Quelle: Opinium und Survation/Good Morning Britain

+++ Für welche Inhalte stehen die Kandidaten? +++

Die Terroranschläge in London und Manchester waren ein Thema in Mays Wahlkampf. Um gegen den Terror vorzugehen, ist die Premierministerin bereit, Menschenrechte einzuschränken.

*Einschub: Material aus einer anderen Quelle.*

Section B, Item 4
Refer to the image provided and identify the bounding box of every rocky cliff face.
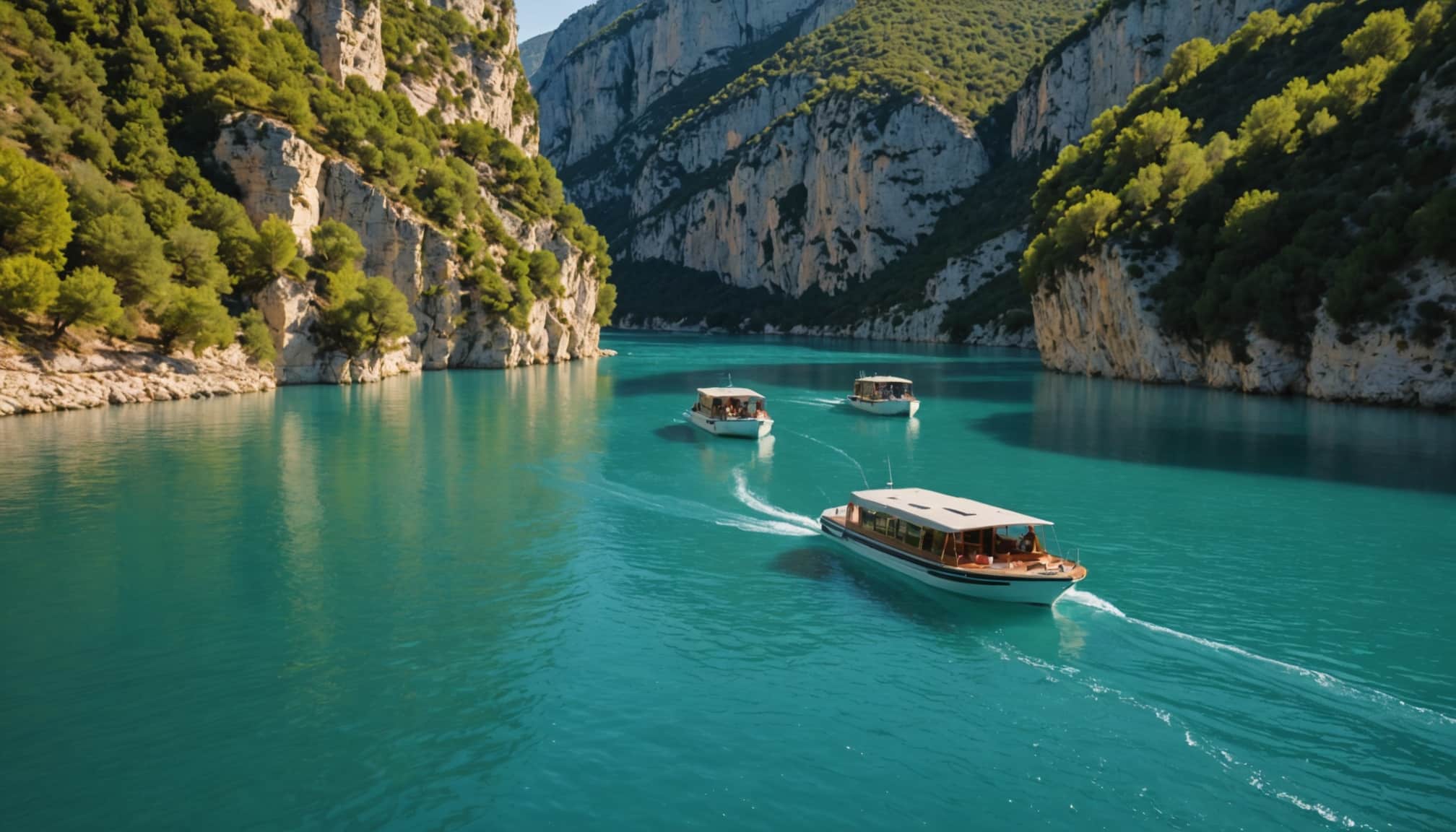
[537,0,824,168]
[1010,0,1307,157]
[238,0,384,89]
[400,0,540,153]
[214,113,600,384]
[1032,245,1456,407]
[629,92,989,296]
[537,0,1031,319]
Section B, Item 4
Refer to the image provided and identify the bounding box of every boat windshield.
[698,396,768,420]
[854,379,914,401]
[846,503,1050,564]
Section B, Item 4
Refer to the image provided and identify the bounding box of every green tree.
[0,146,76,268]
[165,223,233,293]
[1220,191,1278,242]
[456,121,490,162]
[530,249,566,298]
[1409,188,1456,264]
[238,309,278,364]
[1239,95,1299,153]
[313,220,367,271]
[156,285,238,352]
[594,282,618,326]
[66,163,172,305]
[351,277,417,350]
[1109,109,1190,173]
[1304,108,1340,139]
[1164,38,1220,86]
[1341,9,1411,64]
[0,254,61,318]
[51,265,121,337]
[254,214,307,280]
[1411,0,1446,44]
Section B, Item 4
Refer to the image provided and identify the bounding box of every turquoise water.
[0,335,1456,831]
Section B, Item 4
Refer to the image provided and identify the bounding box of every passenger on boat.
[1016,529,1036,552]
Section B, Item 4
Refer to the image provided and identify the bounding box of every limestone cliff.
[238,0,384,89]
[390,0,539,153]
[214,113,600,384]
[629,92,989,296]
[1010,0,1307,157]
[1032,245,1456,407]
[536,0,824,168]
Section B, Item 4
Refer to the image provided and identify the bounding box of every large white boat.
[683,388,773,438]
[820,488,1088,606]
[849,376,920,415]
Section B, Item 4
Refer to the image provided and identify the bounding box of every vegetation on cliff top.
[671,0,1093,130]
[1022,0,1456,348]
[0,0,612,358]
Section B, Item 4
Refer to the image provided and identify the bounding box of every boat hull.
[820,507,1080,606]
[849,396,920,417]
[683,411,773,438]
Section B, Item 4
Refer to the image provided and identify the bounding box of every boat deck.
[820,514,1088,580]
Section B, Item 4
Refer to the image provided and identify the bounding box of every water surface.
[0,335,1456,831]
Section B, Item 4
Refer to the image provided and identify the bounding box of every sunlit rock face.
[214,113,600,384]
[1032,246,1456,407]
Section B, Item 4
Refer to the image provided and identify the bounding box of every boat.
[820,488,1088,606]
[849,376,920,415]
[683,388,773,438]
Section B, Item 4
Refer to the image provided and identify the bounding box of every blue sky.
[516,0,591,40]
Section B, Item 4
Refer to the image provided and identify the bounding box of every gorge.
[533,0,1456,407]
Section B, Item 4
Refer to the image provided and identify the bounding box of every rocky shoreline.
[0,342,278,415]
[0,341,616,417]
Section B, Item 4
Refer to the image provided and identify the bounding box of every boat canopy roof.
[698,388,763,399]
[853,488,1052,534]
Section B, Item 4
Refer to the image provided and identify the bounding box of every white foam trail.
[732,465,820,534]
[784,430,870,488]
[714,514,818,537]
[584,480,818,537]
[1062,587,1456,726]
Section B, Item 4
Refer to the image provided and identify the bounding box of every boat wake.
[786,399,844,408]
[1062,587,1456,726]
[585,472,818,537]
[986,638,1373,829]
[781,428,870,488]
[732,465,820,536]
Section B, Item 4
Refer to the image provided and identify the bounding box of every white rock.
[1010,0,1303,157]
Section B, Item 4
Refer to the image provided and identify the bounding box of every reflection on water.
[652,422,699,444]
[970,373,1456,491]
[616,360,1034,411]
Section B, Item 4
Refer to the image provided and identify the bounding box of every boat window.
[900,523,922,548]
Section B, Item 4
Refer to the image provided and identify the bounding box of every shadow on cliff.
[613,361,1041,412]
[968,373,1456,493]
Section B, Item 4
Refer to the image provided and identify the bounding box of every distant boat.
[820,488,1088,606]
[683,388,773,438]
[849,376,920,415]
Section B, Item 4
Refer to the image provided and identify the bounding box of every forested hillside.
[537,0,1093,342]
[1020,0,1456,401]
[0,0,613,407]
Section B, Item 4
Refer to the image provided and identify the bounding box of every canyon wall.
[1032,245,1456,407]
[214,113,600,384]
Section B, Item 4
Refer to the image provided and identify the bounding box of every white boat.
[849,376,920,417]
[820,488,1088,606]
[683,388,773,438]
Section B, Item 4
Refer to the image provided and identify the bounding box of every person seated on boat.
[1016,529,1036,552]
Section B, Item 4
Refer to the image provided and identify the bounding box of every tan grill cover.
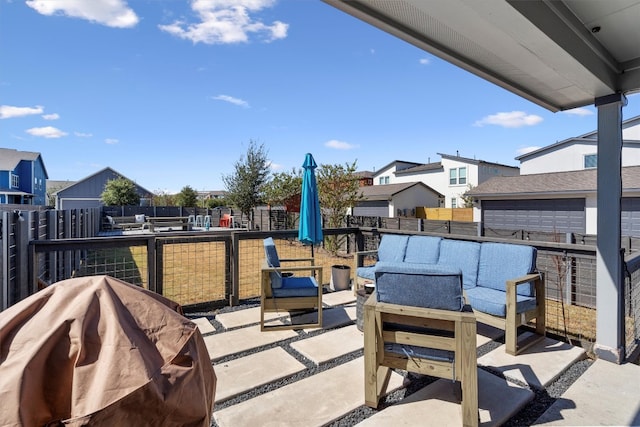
[0,276,216,426]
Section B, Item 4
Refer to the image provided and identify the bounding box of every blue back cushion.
[478,242,537,297]
[376,262,464,311]
[378,234,409,262]
[404,236,442,264]
[438,239,481,289]
[264,237,282,289]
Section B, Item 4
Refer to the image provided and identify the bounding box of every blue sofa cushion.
[272,276,318,298]
[263,237,282,289]
[376,262,463,311]
[438,239,481,289]
[404,236,442,265]
[466,286,536,317]
[378,234,409,262]
[356,265,376,280]
[474,242,537,298]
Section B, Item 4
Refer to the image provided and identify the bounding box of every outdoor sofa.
[355,234,545,355]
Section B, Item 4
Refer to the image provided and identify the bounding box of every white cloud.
[211,95,249,108]
[25,126,67,138]
[158,0,289,44]
[324,139,358,150]
[474,111,543,128]
[27,0,139,28]
[561,108,593,117]
[516,145,541,156]
[0,105,44,119]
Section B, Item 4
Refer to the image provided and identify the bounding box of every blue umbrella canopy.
[298,153,323,248]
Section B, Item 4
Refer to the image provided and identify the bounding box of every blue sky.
[0,0,640,192]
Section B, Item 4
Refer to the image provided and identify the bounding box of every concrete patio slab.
[213,347,305,402]
[293,304,356,332]
[216,307,289,329]
[322,289,356,307]
[478,332,585,388]
[213,357,404,427]
[291,325,364,365]
[191,317,216,335]
[534,360,640,426]
[357,369,534,427]
[203,325,298,361]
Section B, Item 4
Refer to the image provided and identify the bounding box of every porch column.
[594,94,627,363]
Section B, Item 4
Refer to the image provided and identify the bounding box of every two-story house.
[468,116,640,237]
[0,148,49,205]
[373,153,520,208]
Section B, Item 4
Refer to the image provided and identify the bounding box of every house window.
[449,167,467,185]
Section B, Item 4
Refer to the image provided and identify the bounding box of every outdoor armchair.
[260,237,322,331]
[364,263,478,426]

Dazu möchte sie die entsprechenden Gesetze verschärfen. In ihrem Vier-Punkte-Plan zur Bekämpfung des Terrors fordert May, dass zum Beispiel das Internet stärker kontrolliert werden muss. Darüber hinaus möchte sie, dass Großbritannien die EU reibungslos und geordnet verlässt und die Einwanderer auf jährlich 100.000 beschränkt werden.

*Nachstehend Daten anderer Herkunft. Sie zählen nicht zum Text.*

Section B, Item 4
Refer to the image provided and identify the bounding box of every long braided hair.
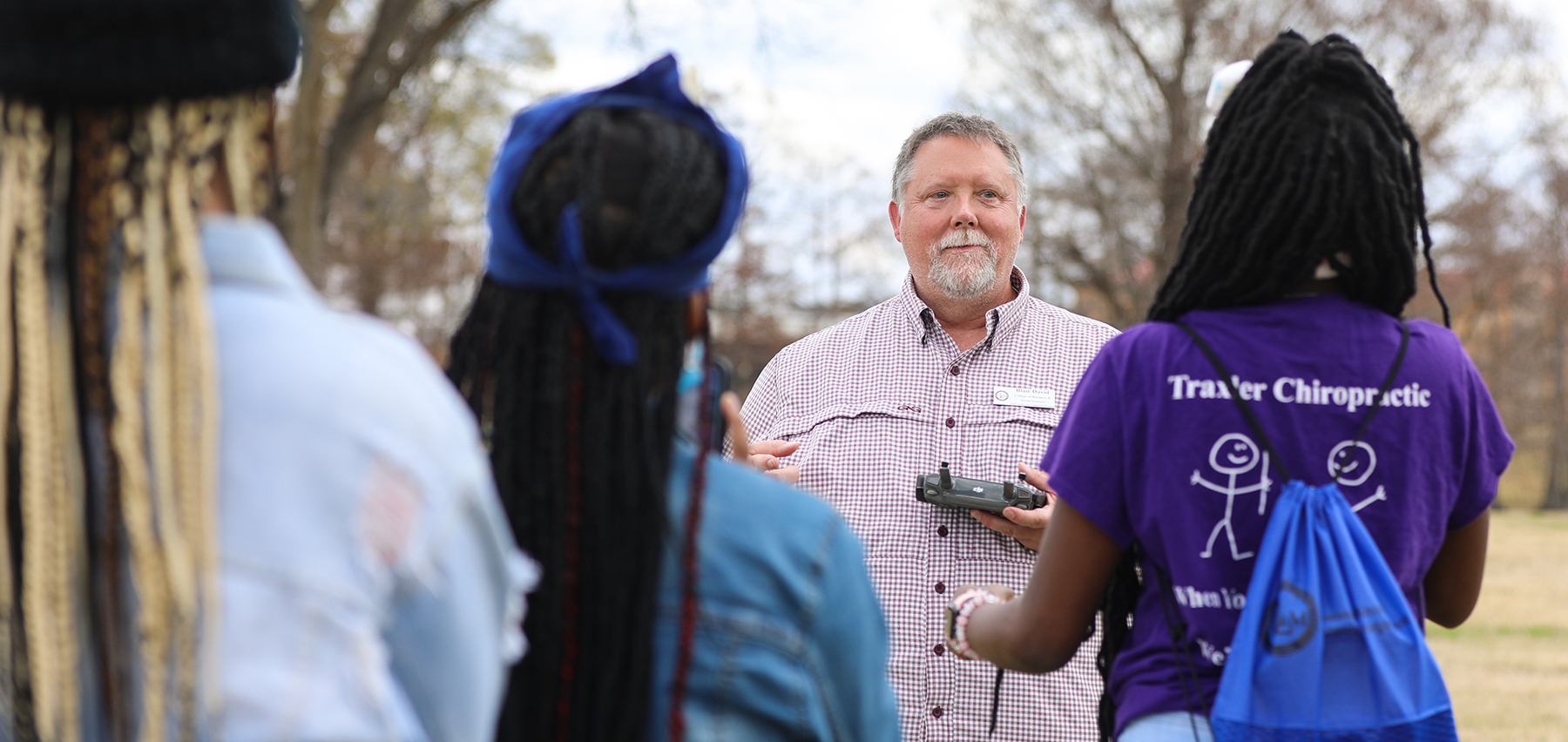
[0,91,271,742]
[1096,31,1449,740]
[449,108,725,742]
[1149,31,1449,325]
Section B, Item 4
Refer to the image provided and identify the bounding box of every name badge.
[991,386,1057,409]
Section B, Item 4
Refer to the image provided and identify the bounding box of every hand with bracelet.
[944,501,1121,673]
[944,585,1013,659]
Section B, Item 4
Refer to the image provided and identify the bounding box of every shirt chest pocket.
[950,405,1062,564]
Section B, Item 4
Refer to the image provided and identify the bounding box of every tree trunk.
[1541,228,1568,509]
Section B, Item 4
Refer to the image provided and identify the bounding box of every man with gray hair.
[741,113,1117,742]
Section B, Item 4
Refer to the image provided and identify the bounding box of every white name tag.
[991,386,1057,409]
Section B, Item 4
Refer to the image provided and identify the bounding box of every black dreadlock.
[449,108,725,742]
[1096,31,1449,740]
[1149,31,1449,325]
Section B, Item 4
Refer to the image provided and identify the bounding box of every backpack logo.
[1258,582,1317,654]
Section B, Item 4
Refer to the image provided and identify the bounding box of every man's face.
[888,137,1024,298]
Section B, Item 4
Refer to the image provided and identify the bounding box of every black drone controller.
[914,462,1049,513]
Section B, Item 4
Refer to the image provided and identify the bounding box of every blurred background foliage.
[273,0,1568,509]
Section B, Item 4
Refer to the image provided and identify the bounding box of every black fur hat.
[0,0,300,105]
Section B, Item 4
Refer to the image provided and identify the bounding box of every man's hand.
[718,392,800,485]
[969,464,1057,552]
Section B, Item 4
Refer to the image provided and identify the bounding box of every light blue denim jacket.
[649,442,898,742]
[202,219,535,742]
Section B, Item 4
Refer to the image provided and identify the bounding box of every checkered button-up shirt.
[743,268,1117,742]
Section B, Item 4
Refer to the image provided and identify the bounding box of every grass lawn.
[1427,509,1568,742]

Jeremy Corbyn möchte Mays Sparprogramm beenden und wieder mehr Polizisten einsetzen. Wie die Außenpolitik genau aussehen soll, gab er noch nicht bekannt. Die Labour Partei verspricht in ihrem Wahlprogramm eine Verstaatlichung der Bahn und der Wasser- und Energieversorger. Der Fokus soll auf der Innenpolitik liegen: Schulen, Sozialleistungen und das Gesundheitssystem sollen reformiert werden. Bei den Austrittsverhandlungen möchte er den Zugang zum EU-Binnenmarkt aufrechterhalten.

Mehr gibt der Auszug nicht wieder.